Saudi-arabischer Gast in Israel

„Ich liebe das jüdische Volk!“

Saudi-arabischer Gast in Israel
Nati Shohat/Flash90

Die Beziehungen zwischen Israel und Saudi-Arabien haben sich in den letzten Jahren deutlich verbessert. Vor einiger Zeit machte der Besuch eines saudi-arabischen Bloggers im Heiligen Land große Schlagzeilen. In Israel herzlich willkommen wurde er jedoch bei seinem Besuch auf dem Tempelberg von arabischen Anwohnern beschimpft.

In Interviews mit israelischen Medien bekräftigte der arabische Blogger jedoch immer wieder seine Liebe zum jüdischen Staat.

Jetzt war erneut ein saudi-arabischer Bürger zu Gast in Israel, obwohl derartige Besuche von vielen seiner Landsleute noch immer verurteilt werden. Bei dem Gast aus Saudi-Arabien handelte es sich um einen Kulturforscher und Gelehrten jüdischer Texte, der auf Einladung des israelischen Außenministeriums nach Israel gekommen war.

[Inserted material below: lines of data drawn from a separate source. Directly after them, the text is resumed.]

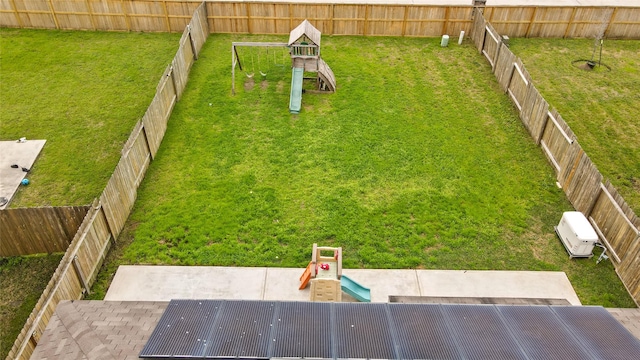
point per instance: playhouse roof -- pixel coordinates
(305, 28)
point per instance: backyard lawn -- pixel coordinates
(418, 161)
(83, 92)
(600, 106)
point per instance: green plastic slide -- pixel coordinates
(354, 289)
(295, 101)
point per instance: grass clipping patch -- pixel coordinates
(417, 161)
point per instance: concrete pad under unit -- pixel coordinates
(24, 155)
(163, 283)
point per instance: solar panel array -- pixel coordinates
(205, 329)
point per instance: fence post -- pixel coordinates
(80, 275)
(193, 46)
(126, 17)
(15, 10)
(53, 14)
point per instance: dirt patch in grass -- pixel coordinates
(22, 280)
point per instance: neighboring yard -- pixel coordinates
(600, 107)
(83, 92)
(22, 281)
(418, 161)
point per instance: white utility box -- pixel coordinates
(577, 234)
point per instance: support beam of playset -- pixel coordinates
(235, 59)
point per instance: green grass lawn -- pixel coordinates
(418, 161)
(601, 107)
(82, 92)
(22, 281)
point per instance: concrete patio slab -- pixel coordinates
(282, 284)
(23, 154)
(163, 283)
(488, 283)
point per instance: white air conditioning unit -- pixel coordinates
(577, 234)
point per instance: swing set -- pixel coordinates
(250, 73)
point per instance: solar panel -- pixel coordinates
(599, 333)
(423, 332)
(303, 330)
(481, 333)
(206, 329)
(541, 333)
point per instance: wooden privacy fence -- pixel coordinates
(27, 231)
(107, 215)
(614, 221)
(268, 17)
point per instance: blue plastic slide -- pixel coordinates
(354, 289)
(295, 101)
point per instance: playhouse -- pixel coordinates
(304, 50)
(324, 272)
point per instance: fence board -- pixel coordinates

Unter vollständiger Anonymität gab er dem israelischen Armeesender Galei Zahal ein Interview. Dabei sagte er Dinge, die man in der arabischen Welt nur sehr selten hören kann.

Man könne sich vor einer Normalisierung der Beziehungen zu Israel nicht mehr drücken, sagte er. Allerdings sollten diese Beziehungen nicht so sein, wie sie Israel mit Ägypten und Jordanien unterhalte, der der anonyme saudi-arabische Gast, der in seinem Heimatland sehr bekannt ist, als bloße Beziehungen wischen den Regierungen bezeichnete, wie der Sender i24 berichtet hatte. Er spreche von einem „echten Friedensabkommen“.

Auch in Bezug zum israelisch-palästinensischen Konflikt hatte er etwas zu sagen.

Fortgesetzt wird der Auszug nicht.